Two little words had been whispered loud enough to reach the ears beneath the orange blossom.

"I forgive!"

When he had said it Leonie once more laid her hand upon her irate husband's arm, and passed out into the sun to be met with the shrill cheers of the children who flung basketsful of wild flowers upon the bridal path, and the church was filled with a sound like a swarm of startled bees.

"Um—um—um!"

CHAPTER XXIV

"Many waters cannot quench love; neither can floods drown it."—The Bible.

The girl kicked aside the jumble of clothes littering the cabin floor, and bending her head squatted upon the bunk, and incidentally, and quite indifferently, upon a crêpe-de-Chine blouse which badly needed washing, and casually watched her mother who was scrabbling through a cabin trunk in a manner reminiscent of a terrier ratting in a hedge.

"Why on earth couldn't you stay on deck?" demanded the mother angrily, as she lifted the transformation from her brow and heaved it on to the upper berth, thereby unashamedly exposing a head not unlike a gorse common devastated by fire.

"I can't find that—oh! here it is.
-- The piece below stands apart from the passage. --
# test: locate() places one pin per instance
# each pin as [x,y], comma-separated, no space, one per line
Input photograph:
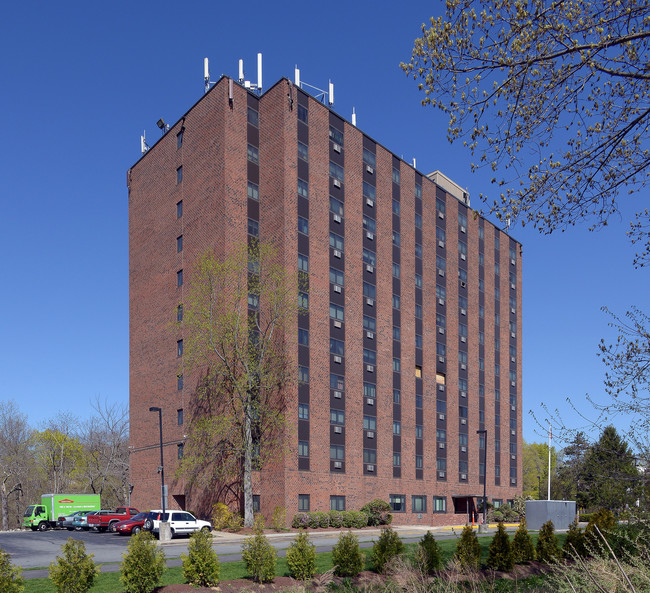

What a state it's in. D'you think the Chinese man could iron it?"

That was one of those hybrid négligés which can serve its turn as a bath gown, a bedroom wrap, or, covered with a genuine native-made tinsel shawl (bought at Teneriffe but made in Birmingham), can pass as an evening gown in the tropics. The cabin was on one of the liners which, calling at odd places like Genoa, Naples, Algiers, etc., allows you to pick up letters brought by the mail boat to Port Said. The inhabitants of the inner, double berthed black hole, called by courtesy a cabin, were the mother and her last unmarried daughter who lived in Surbiton.